Meski begitu, Kaiman bersikeras untuk terus mencoba. Surat kendaraan bermotor miliknya dijadikan jaminan untuk mendapatkan pinjaman sejumlah Rp.10 juta dari bank. Sejumlah Rp.6 juta digunakan untuk membeli peralatan pembiakan jamur, seperti membeli alat sterilisasi, plastik tempat pembiakan dan membangun kumbung (bangunan khusus dari anyaman bambu-red). Sisanya, digunakan untuk membeli bahan-bahan pembuat jamur, seperti agar-agar, gula, kentang dan air suling.

Setiap malam, laki-laki bertubuh ceking itu meluangkan waktu untuk membuat benih jamur. Dengan mencampur agar-agar, gula, kentang dan air suling dalam sebuah panci, dan direbus hingga 10 jam lamanya. Selalu saja ada kesalahan produksi. Mulai hasil pembibitan benih yang terlalu asam sampai benih tidak tumbuh sempurna. "Beberapa bulan mencoba, hasilnya selalu tidak maksimal, hanya cukup untuk makan sebulan saja, belum lagi dipotong untuk membayar cicilan bank," katanya.

Keberuntungan mulai berpihak pada Kaiman setelah bulan keenam. Setiap bibit jamur yang disemainya, tumbuh sempurna. Bahkan, di bulan keenam itu juga, Kaiman menerima order sebanyak 10 ribu baklok (sebutan untuk satu buah benih jamur-red). Padahal ketika itu, jumlah jamur milik Saiman hanya 1000 baklok. "Terpaksa order itu harus saya tolak, meski begitu, pada bulan keenam, saya sudah balik modal," katanya.

Semakin lama, budidaya jamur milik Kaiman terus meroket. Pada tahun 2006, dirinya terpilih sebagai salah satu pengajar pelatihan budidaya jamur yang diadakan HM. Sampoerna bagi warga Bulukandang. Sejak saat itu, ada 40 keluarga di desa itu yang membuka usaha budidaya serupa. Kaiman sendiri, memilki 10 pekerja. "Saya merekrut pemuda-pemuda desa yang dulu banyak berprofesi sebagai maling sepeda motor, karena mereka pengangguran," katanya.

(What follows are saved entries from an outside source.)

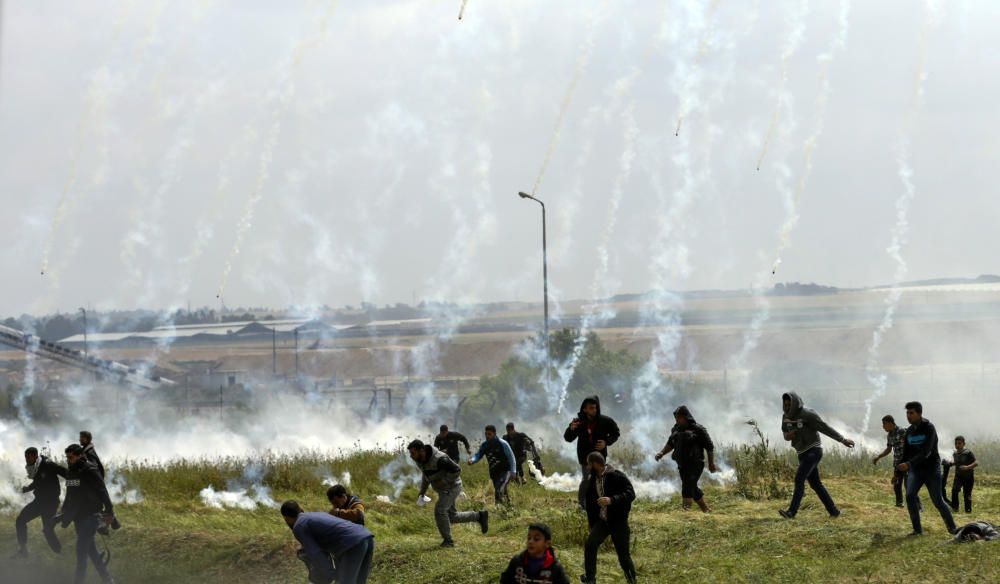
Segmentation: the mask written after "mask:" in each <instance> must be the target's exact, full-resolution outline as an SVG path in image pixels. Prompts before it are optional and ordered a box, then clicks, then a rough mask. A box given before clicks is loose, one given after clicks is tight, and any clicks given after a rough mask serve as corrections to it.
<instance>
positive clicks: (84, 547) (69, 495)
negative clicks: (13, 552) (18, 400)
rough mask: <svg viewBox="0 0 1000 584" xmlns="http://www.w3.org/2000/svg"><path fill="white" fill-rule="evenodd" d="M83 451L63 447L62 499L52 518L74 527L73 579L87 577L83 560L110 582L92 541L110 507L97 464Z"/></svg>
mask: <svg viewBox="0 0 1000 584" xmlns="http://www.w3.org/2000/svg"><path fill="white" fill-rule="evenodd" d="M83 452H84V450H83V447H82V446H80V445H79V444H70V445H69V446H67V447H66V462H68V463H69V469H68V470H67V472H66V501H65V502H64V503H63V508H62V512H61V513H60V514H59V515H57V516H56V517H57V518H58V519H59V520H60V522H61V523H62V526H63V527H64V528H65V527H68V526H69V524H70V523H72V524H73V525H74V527H75V528H76V577H75V578H74V580H73V582H74V583H75V584H81V583H82V582H83V581H84V579H85V578H86V577H87V560H90V561H91V562H93V564H94V568H95V569H96V570H97V573H98V574H100V576H101V580H102V581H103V582H105V583H108V582H114V579H112V578H111V574H109V573H108V568H107V566H106V565H105V564H104V561H103V560H102V559H101V554H100V553H99V552H98V551H97V544H96V543H95V542H94V538H95V537H96V536H97V530H98V528H99V527H100V526H101V524H102V523H111V522H112V521H113V520H114V506H113V505H112V503H111V497H110V496H109V495H108V489H107V487H105V486H104V479H103V478H102V477H101V474H100V472H99V471H98V469H97V465H96V464H94V463H93V462H91V461H90V459H88V458H87V457H86V456H84V454H83Z"/></svg>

Selain membuka kursus mengajar, HM. Sampoerna juga memberikan bantua modal berupa 1000 baklok bibit jamur senilai 30 juta bagi 20 kepala keluarga. Masing-masing keluarga mendapatkan Rp.1,5 juta. Dengan sistem pembayaran 50:50 untuk setiap jamur yang berhasil dipanen. "Hampir seluruh petani jamur di Bulukandang bekerjasama untuk budidaya dan pemasaran jamur," kata Kaiman yang kini sudah memiliki dua kumbung seluas 20x70 m2. Penghasilan bersih yang didapatkannya mencapai Rp.7,5 juta/bulan.

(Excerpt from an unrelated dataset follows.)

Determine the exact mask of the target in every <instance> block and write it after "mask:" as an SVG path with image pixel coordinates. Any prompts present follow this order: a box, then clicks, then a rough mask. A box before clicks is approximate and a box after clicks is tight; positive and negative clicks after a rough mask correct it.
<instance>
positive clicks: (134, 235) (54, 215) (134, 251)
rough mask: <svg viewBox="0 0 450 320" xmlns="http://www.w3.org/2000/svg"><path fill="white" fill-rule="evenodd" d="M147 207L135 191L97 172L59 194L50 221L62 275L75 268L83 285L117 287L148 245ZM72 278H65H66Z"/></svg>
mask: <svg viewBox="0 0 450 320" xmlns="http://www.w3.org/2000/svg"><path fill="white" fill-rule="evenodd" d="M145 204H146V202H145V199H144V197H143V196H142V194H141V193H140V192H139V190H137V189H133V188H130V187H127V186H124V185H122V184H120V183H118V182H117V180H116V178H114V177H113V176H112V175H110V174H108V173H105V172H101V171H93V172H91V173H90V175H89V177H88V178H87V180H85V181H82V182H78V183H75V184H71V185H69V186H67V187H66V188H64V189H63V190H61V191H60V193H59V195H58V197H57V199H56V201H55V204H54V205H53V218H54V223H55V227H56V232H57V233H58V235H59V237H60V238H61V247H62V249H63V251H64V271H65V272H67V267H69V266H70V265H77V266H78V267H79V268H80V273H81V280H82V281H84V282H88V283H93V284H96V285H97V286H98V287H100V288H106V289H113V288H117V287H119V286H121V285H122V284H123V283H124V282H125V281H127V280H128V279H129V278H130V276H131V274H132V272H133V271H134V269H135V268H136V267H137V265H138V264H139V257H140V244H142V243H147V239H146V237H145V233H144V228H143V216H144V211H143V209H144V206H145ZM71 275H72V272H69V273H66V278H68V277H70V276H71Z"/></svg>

Dalam pengamatan The Jakarta Post, setiap kumbung terdiri dari dua ruangan yang memiliki fungsi beragam. Ruangan pertama khusus digunakan untuk pembiakan bibit jamur dan pencampuran bibit itu dengan ketam (sisa penggergajian kayu). Sementara ruang kedua yang tertutup dari cahaya sinar matahari, digunakan sebagai tempat perkembangan jamur. Keseluruhan proses pembibitan hingga panen, dibutuhkan waktu selama 45 hari.

Kaiman mewakili penduduk Bulukandang yang menggantungkan hidupnya dari budidaya jamur mengharapkan pemerintah bersedia mengucurkan dana pinjaman lunak untuk mereka. Dana itu akan digunakan untuk pengembangan budidaya jamur, guna memenuhi kebutuhan permintaan jamur yang menunjukkan peningkatan. "Kami terpaksa menolak tawaran eksport ke Taiwan dan China sebanyak 5 kwintal perminggu, karena tidak ada modal untuk menaikkan produksi," katanya. Sementara ini, Jamur Bulukandang dipasarkan hanya di sekitar Kabupaten Pasuruan. Seperti Surabaya, Malang, Mojokerto dan Kabupaten Pasuruan sendiri.

Sebuah perusahaan pengelola lapangan golf Taman Dayu di Prigen adalah salah satu menjadikan jamur Bulukandang sebagai andalan menu. Taman Dayu yang juga tetangga desa Bulukandang sekaligus menjadikan budidaya jamur Bulukandang sebagai target CSR."Kami ingin masyarakat Bulukandang tidak hanya memiliki kemampuan membudidayakan jamur, tapi bagaimana mereka mampu memasarkannya," kata J.Johny Budiono, General Manager Taman Dayu.

Karena itu, Taman Dayu sedang berupaya untuk melakukan berbagai pelatihan manajeman dan pengemasan jamur. Pada titik akhirnya, akan ada peningkatan pendapatan bagi masyarakat Bulukandang. "Kalau jamur dijual dalam kemasan yang bagus, mungkin akan lebih menguntungkan daripada dijualmentahan saja," kata Johny. Di Taman Dayu, jamur Bulukandang disajikan sebagai menu masakan, bersanding dengan menu Eropa dan China yang ditawarkan di tempat itu.